The next figure depicts in the case $n=10$ an inscribed circle of radius $\approx 0.45$. It is tangent to $y=x^n$ at $x=0.9$ and $c(0.9)\approx 0.46$. Note that the radius of an inscribed circle is at most $0.5$ so the situation below is nearly optimal.

It seems to me that, for large $n$, there is a unique largest inscribed circle, which has four points of tangencies with the graphs and as $n\to \infty$ its radius converges to $0.5$, the radius of the circle inscribed in the square $[0,1]\times [0,1]$.
Remark 3. . Recall that the map $x\mapsto c(x)$ determines the location of the center tangent to $y=x^n$ at the point $(x,x^n)$. Its radius is $r(x)$. The plot of the $(c, r)$ curve $\newcommand{\bR}{\mathbb{R}}$
$$
[0,1]\ni x\mapsto \big(\; c(x), r(x)\;\big)\in\bR^2,
$$
is very revealing. Below we depict the case $n=10$.

The location of the center is tracked on the horizontal axis. As the center moves along the diagonal from $(0,0)$ to $(1,1)$ we notice various "phase transitions" or bifurcations. Imagine a vertical line moving from left to right in the above figure and keep track of the number of points of intersection with the $(c,r)$ curve.

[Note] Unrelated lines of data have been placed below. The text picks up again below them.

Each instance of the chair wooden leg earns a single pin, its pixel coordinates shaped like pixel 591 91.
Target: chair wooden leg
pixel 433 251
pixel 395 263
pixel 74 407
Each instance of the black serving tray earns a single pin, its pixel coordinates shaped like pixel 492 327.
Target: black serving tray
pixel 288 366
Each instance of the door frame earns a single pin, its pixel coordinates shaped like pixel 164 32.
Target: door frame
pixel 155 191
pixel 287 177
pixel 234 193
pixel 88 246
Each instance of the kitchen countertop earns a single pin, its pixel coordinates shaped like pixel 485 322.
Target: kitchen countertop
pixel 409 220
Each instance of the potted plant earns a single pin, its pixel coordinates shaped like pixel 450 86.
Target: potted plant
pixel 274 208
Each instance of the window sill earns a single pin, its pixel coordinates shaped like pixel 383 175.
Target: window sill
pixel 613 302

Depending on the location of the center, there are typically, either one, or three circles tangent to $y=x^n$. To detect $r_{\max}$ we need to keep track of the smallest of these circles. In the above plot this means looking only at the bottom triangle of the $(c,r)$-curve. The altitude of the top vertex of this triangle is $r_\max$.
In any case, the above figure suggests that the function
$$
y\mapsto \min_{x\in[0,1]} F_n(x,y)
$$
is rather regular.
There exist numbers $y_{\min}<y_{\max}$ in $(0,1)$ so that for $y\in[0,1]\setminus [y_{\min},y_{\max}]$ there exists only one circle centered at $(y,y)$ and tangent to the boundary of the region. $\newcommand{\pa}{\partial}$
As $y$ crosses $y_{\min}$ increasingly the equation
$$
\pa_x F_n(x,y)=0
$$
undergoes a qualitative change: it goes from having one solution to having three solutions. It is a "birth" process.
As $y$ crosses $y_{\max}$ increasingly, the above equation goes from having three solutions to having one solution. It is a "death" process.
The points $y_{\min}$ and $y_{\max}$ are determined by solving the nonlinear system
$$
\pa_x F_n(x,y)=\pa^2_{xx}F_n(x,y)=0,
$$
i.e.,
$$
nx^{2n-1}-nx^{n-1}y+x-y=0,\;\;n(2n-1)x^{2n-2}+n(n-1)x^{n-2}y+1=0.
$$
I believe that for $n$ large this system has three solutions
$$
(x_{\min},y_{\min}),\;\;(x_*,y_*),\;\;(x_{\max},y_{\max}),
$$
$$
y_{\min}<y_*<y_{\max}.
$$
The center of the larges inscribed circle is located $(y_*,y_*)$ and its radius is
$$
r_{\max}=r(x_*).
$$
The number of solutions of the system is the number of roots in $(0,1)$ of the equation
$$
(2n-1)x^{2n-2}+(n-1)x^{n-2}c(x)+\frac{1}{n}=0.
$$
This reduces to a polynomial equation. Theoretically, the number of solutions of a real polynomial equation in a given interval can be determined using the classical Sturm theorem.